Abstract
Aims and objectives:
This study examines how cognate status and elicitation tasks affect Voice Onset Time (VOT) production in advanced Japanese-English bilinguals. It investigates whether bilinguals exhibit phonetic cross-linguistic influence in both their first (L1) and second (L2) languages and compares their L2 productions to a native English baseline to assess phonetic attainment.
Design/methodology/approach:
VOT data for word-initial /k/ were collected from 28 advanced Japanese-English bilinguals and a control group of 6 native English speakers. Participants produced cognate and non-cognate words in both Japanese (bilinguals only) and English using two tasks: picture naming and sentence reading.
Data and analysis:
A total of 2016 tokens from the bilinguals and 216 from the native speakers were acoustically analyzed.
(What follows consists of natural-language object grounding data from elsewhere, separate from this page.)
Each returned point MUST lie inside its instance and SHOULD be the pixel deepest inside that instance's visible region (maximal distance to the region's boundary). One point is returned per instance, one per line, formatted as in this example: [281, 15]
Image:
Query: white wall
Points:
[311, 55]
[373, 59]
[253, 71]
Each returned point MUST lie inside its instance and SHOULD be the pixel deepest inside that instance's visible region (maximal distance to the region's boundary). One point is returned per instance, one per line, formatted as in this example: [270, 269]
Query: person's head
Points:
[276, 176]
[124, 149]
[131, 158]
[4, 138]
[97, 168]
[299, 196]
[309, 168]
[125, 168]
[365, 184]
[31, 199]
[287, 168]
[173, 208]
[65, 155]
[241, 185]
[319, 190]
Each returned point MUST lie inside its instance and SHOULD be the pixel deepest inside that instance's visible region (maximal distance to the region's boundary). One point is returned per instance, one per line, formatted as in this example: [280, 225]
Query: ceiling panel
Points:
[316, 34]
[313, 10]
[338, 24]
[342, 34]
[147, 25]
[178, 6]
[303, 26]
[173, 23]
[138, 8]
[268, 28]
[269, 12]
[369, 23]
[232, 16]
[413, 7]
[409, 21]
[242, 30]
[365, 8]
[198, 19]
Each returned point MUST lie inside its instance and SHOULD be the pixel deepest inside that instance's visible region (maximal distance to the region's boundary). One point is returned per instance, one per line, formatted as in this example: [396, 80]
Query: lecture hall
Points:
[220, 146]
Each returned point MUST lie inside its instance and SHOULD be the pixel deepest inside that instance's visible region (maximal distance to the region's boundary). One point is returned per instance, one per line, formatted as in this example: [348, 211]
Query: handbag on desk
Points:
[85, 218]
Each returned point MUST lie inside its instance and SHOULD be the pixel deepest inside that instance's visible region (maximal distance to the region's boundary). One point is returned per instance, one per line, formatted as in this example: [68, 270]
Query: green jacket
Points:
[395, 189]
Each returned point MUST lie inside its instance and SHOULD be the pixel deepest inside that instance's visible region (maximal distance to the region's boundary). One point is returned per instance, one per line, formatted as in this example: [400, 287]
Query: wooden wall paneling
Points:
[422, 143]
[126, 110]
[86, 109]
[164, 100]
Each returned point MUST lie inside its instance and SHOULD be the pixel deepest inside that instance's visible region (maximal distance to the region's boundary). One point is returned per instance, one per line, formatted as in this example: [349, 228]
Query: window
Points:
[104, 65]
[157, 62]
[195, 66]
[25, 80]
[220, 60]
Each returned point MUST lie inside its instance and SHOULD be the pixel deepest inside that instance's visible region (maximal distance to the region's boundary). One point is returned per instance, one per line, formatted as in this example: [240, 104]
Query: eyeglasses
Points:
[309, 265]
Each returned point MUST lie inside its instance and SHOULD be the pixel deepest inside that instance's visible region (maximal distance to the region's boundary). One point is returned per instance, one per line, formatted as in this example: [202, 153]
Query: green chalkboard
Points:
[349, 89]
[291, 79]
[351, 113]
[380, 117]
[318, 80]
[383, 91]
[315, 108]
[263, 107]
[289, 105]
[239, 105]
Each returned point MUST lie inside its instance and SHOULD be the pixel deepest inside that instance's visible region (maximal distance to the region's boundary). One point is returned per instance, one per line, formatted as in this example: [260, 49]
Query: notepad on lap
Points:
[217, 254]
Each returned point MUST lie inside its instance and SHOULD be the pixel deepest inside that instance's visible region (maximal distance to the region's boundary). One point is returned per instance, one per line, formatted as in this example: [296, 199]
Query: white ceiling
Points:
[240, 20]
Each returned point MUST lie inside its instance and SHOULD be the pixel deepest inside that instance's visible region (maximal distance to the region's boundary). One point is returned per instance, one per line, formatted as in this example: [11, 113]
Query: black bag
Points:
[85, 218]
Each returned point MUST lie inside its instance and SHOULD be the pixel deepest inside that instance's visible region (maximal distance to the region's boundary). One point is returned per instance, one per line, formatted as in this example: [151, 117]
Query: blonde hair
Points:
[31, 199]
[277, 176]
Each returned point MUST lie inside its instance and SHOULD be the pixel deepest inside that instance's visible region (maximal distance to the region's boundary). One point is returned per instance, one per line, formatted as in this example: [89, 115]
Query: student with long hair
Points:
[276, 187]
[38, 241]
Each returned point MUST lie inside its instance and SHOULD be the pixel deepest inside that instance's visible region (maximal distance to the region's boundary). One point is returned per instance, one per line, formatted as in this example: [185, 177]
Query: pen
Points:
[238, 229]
Mean VOT values were submitted to a mixed-design ANOVA to compare the groups’ English productions and a repeated-measures ANOVA to analyze the bilinguals’ productions across both languages.
Findings/conclusions:
A significant three-way interaction between Language, Word Status, and Task Type was found for the bilinguals, indicating that the phonetic cognate effect is modulated by both the language context and task demands. Critically, bilinguals exhibited a significant cognate effect in their English productions (shorter VOTs for cognates), a pattern not found to be statistically significant in the native speaker group. Bilinguals’ English VOTs were also significantly shorter overall than those of the native speakers.
Originality:
This study is the first to investigate phonetic cognate effects in a language pair with differing orthographies (Japanese-English) while also comparing different production tasks and including a native-speaker baseline.
Significance/implications:
The results provide robust evidence for the continuous co-activation of a bilingual’s two languages during speech production. The findings are discussed within an exemplar-based model of bilingual phonology, highlighting the intricate interplay of lexical and phonetic factors in shaping bilingual speech.